“I remember wanting to fall on my knees or at least fall down, I was so excited,” Tiara Pennington said as she reflected on the moment when she was crowned the new Miss Alabama on June 8, 2019. In her unforgettable moment, Pennington shares that she felt the support of every person in the room as she cried tears of sheer joy and thankfulness.
Her Journey. A native of Helena, Ala., Pennington grew up hearing about the Miss Alabama Competition. In fact, her mother, Dedra Eastland Pennington, competed in the Miss Alabama Competition in 1985. “Ever since I was a little girl, I knew that I wanted to compete in the Miss Alabama Competition,” Pennington said. At the age of seven, she joined The Rising Star Program, a Miss Alabama mentor program. Through the program, Pennington met Scarlett Walker, Miss Alabama Outstanding Teen 2010 and sister of Miss Alabama 2018 Callie Walker. Pennington remembers Scarlett Walker allowing her to try on her crown. “I went back home and said, ‘Mom, I want to compete in Miss Alabama Outstanding Teen and then I want to compete in Miss Alabama.’ ” Crowned Miss Alabama Outstanding Teen in 2016, Pennington competed in the Miss Alabama Competition for the first time in 2018 and placed first runner up. She went on to win the title of Miss University of Alabama in November of 2018. “I have learned that regardless of whether you win the title and walk away with the crown, you are gaining something out of the opportunity of just being in the moment and representing wherever your local title is,” shares Pennington. “You never lose.”

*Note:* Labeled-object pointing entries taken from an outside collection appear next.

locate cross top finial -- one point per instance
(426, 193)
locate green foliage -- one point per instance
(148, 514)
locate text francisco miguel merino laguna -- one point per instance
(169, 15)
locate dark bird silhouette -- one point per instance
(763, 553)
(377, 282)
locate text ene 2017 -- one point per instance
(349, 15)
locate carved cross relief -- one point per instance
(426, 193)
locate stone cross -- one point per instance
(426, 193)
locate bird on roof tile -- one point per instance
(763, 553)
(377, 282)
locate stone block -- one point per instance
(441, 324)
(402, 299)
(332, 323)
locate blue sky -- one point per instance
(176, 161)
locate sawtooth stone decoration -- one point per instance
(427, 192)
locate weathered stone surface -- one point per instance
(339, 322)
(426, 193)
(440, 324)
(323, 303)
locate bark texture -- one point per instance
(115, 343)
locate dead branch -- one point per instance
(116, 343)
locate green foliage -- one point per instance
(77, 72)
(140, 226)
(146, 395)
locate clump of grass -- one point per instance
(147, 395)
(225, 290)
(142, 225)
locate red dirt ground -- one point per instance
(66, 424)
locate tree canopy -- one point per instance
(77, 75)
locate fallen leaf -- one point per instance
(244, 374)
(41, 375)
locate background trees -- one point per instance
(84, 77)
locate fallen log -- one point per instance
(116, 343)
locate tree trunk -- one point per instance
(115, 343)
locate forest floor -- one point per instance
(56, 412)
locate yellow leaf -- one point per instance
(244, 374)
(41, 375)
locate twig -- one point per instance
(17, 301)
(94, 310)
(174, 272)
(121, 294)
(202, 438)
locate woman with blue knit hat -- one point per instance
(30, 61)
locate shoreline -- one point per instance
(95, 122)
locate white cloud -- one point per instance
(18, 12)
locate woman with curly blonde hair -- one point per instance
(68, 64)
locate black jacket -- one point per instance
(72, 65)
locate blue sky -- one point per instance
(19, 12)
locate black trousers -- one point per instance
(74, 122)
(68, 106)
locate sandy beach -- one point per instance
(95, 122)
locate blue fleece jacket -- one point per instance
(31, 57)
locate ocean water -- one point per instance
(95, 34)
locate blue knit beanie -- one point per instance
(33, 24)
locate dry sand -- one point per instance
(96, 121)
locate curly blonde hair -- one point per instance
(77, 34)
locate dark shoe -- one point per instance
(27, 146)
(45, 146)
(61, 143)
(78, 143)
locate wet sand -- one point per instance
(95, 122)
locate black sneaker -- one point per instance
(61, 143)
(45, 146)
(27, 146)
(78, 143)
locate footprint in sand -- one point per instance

Her Faith. Pennington is a firm believer in trusting God in every area of her life. Throughout her years of pageant competitions, she has learned a lot about perseverance and surrendering to God’s perfect will. “I think that being a Christian has taught me how to persevere and leave everything up to God…You have to believe that God has a plan for your life, whether that is to become Miss Alabama or not.” Pennington credits her whole family with raising her up in the church and helping her grow in her faith and staying grounded in Christ throughout her life. “I love God and give Him all the glory because I would not be Miss Alabama today without God. We do not deserve anything; God is the one who blesses us, and I consider my role as a blessing.” Pennington is a member of Hoover Church of Christ. When asked what she does in her daily life to center her in her faith, Pennington said, “I pray all of the time. I pray when I get up in the morning and when I go to bed. I pray whenever I am about to speak with different people I come in contact with. And I am even praying right now.” To strengthen her faith, Pennington reads daily devotionals from Jesus Calling by Sarah Young and has the goal of reading the entire Bible in 2019. “I find that different books in the Bible speak to me in the moment and encourage me. I try to keep God first in everything I do. All day, every day.”
Her Voice. Pennington’s talent for the Miss America competition is vocal performance. As a young teen, Pennington followed in her mother’s path of being an R&B, soulful singer. It was not until her mother heard Pennington singing along to a song from the opera show, Carmen, that they realized she had the gift of an operatic singer. Pennington became immersed with singing during her middle school years at Helena Middle School. “I had an awesome choir director, Mr. Frank Andrews. He loved teaching music and supported me in my endeavors of being a singer.” Mr. Andrews, still the middle school choral director today, encouraged her to audition for soloist competitions including the Montgomery City Classic Vocal Competition she won in middle school. “I caught the bug and have been singing ever since.”
Giving Back. Each Miss Alabama contestant is required to pick a community service platform, known as a Social Impact Initiative. Pennington chose to raise awareness regarding psoriasis. Both Pennington’s mother and uncle suffer with psoriasis and psoriatic arthritis. “A lot of people think that those suffering with psoriasis can just go to CVS or Walgreens to pick up an ointment and their disease will automatically just disappear,” says Pennington adding this is not the case since psoriasis is a chronic autoimmune disease of the skin that has five different types. Each person that suffers with psoriasis can have different combinations, so it can quickly become a complicated disease. As a part of her “Psoriasis Take Action” platform Pennington researched volunteer opportunities for psoriasis in Alabama and hit a dead end until she connected with the National Psoriasis Foundation. She soon became one of the Foundation’s 36 community ambassadors. “It has been amazing to raise awareness here in Alabama, as well as speaking with the FDA Board of Directors about my mother’s story suffering with psoriasis and the harsh side effects from the different biologic medications that psoriasis patients have to take.”
As Pennington prepares to compete for Miss America, she hopes to be a light to everyone she meets. When asked what advice she would share with anyone hoping to one day become Miss Alabama, Pennington shares, “Persevere. Keep God first. Know that God has a plan for your life…trust God because He knows what is best for your life.” She adds, “Perseverance and faith will take you further than anything in this world.”